This was a prospective study include human subject.

2.2. Study setting and population

Conducted in a community hospital (Hsinchu Cathay General Hospital) in Hsinchu City with 32 ED beds, 400 ward beds, and approximately 30,000 ED visits annually. Patients over 65 years old accounted for 26% of total visits.

2.3. Study protocol

This study was approved by the Institutional Review Board of the Cathay General Hospital and was conducted according to the Declaration of Helsinki. Written informed consent was given to the patient. The study period was April 1, 2020 and March 31, 2021. Patients who fulfilled the following inclusion criteria were included: age above 65 years, able to walk before the current ED visit, and sent to the ED by EMS. Patients who had out-of-hospital cardiac arrest and patients classified as critical condition in the triage were excluded. The development of the risk factor assessment scale for falls in the home environment was divided into 2 stages. In the first stage, a literature search was performed by 2 researchers, one being an emergency physician with a physical-therapy background and the other being a senior EMT. It was preliminarily found that 39 items in six dimensions were important risk factors for home falls.[ These six dimensions were support system, living room, bathroom, bedroom, kitchen, and stairs. However, considering the limited accessible environment and handover time after the EMT arrives at the emergency site, the dimension of kitchen was finally deleted and 8 items in five dimensions were selected by the 2 researchers to form the assessment scale. The second stage was the judgment-qualification stage of content validity index (CVI). We organized an expert panel with 6 experts in total covering four major fields (geriatrics, emergency medicine, nursing and EMS), and asked about the degrees of relevance of the 8 risk items to the research topic, which was divided into four grades on 4-point Likert scale: 1 = not relevant; 2 = somewhat relevant; 3 = quite relevant; and 4 = highly relevant.
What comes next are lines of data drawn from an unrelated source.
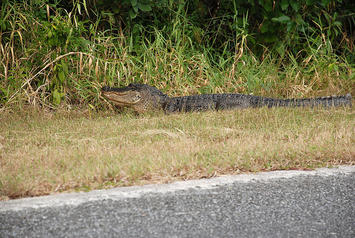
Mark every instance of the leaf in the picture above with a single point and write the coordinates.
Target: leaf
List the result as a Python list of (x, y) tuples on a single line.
[(281, 19), (295, 5), (132, 14), (61, 76), (134, 3), (56, 97), (144, 7), (284, 4)]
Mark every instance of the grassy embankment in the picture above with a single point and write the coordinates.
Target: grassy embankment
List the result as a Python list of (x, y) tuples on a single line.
[(57, 61), (43, 153)]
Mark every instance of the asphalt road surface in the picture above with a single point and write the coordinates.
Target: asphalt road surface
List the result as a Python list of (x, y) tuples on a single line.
[(318, 203)]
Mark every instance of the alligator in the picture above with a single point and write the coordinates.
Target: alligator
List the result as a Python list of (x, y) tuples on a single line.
[(142, 98)]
Answers of 3 or 4 were considered relevant.

2.4. Key outcome measures

We calculated the scale-level CVI (S-CVI) using two different methods, namely the average method (AVE) and universal agreement method (UA). The S-CVI/AVE value of this assessment scale was 0.96, and the S-CVI/UA value was 0.86, showing good validity.[ According to the findings by EMTs, the ED nurses checked the items in the Checklist of Risk Factors for Falls in the Home Environment. “Present” means that the EMS personnel found this risk factor in patients’ homes, and “Absent” means that the EMS personnel did not find this problem in patients’ homes. “Unavailable” means that the EMTs could not evaluate or paid no attention to this item. The ED nurses provided this checklist to the GCM in the ED. The GCM’s working hours were 8 AM to 5 PM, Monday to Friday, during which the GCM discussed potential solutions face-to-face with the patients or primary caregivers. If a patient had left the hospital, the GCM communicated with them by telephone. To ensure that the EMTs and ED nurses understood the content of the assessment items before the research began, we held a training course to familiarize them with the task. They were instructed to record on the checklist, items in the home environment that could not be observed and the reasons. In order to analyze the feasibility of this model, we performed statistical analysis of the following data: the proportion of patients for whom EMTs could perform the environment safety assessment, items that could not be assessed and the reasons, common dangerous environment factors, the proportion of patients who received intervention by the case manager, and the intervention methods.

2.4. Data analysis

We used SPSS 23.0 for Mac (SPSS Inc., Chicago, IL) to perform statistical analysis. Continuous normally distributed data are presented as mean ± standard deviation (SD). Categorical variables are presented as percentages.

3. Results

In the one-year study period from April 2020 to March 2021, a total of 1209 patients were sent to the ER by ambulance. A total of 235 patients met the enrollment criteria, including 108 males (46%) and 127 females (54%), with an average age of 77.6 ± 6.4 years. The reasons for seeking medical attention are presented in Table 1. EMTs performed environmental assessment for 93.2% (219/235) of the subjects, with only 16 subjects (6.8%, 16/235) for whom the assessment was not performed. There were two reasons for these exclusions: 93.7% (15/16) of the patients moved to the exit by themselves or were moved by their families, and 6.3% (1/16) of the patients were directly transported to the fire department by their families. The proportion of patients determined to have no risk factors at home was 5.5% (12/219), so 207 older individuals were at risk of falls at home. Statistics of common dangerous environment factors and items that could not be assessed are presented in Table 2. Among the 207 older people at risk, 79.7% (165/207) received intervention measures from the GCM according to risk items, while 20.3% (42/207) did not receive intervention measures. The main method of intervention was education, with a total of 158 people (95.8%, 158/165). The topics included home safety, medication, exercise, and frailty. In addition, seven patients (4.2%, 7/165) were provided long-term care resources by the GCM with OTs to help improve the environment at home.
Table 1

Reasons for seeking medical attention.

Reasons for using EMSNumber (%)
Medical disease165 (70.21%)
Surgical disease16 (6.81%)
Fall at home54 (22.98%)

EMS = emergency medical services.

Table 2

Assessment results of risk factors of falls in the home environment.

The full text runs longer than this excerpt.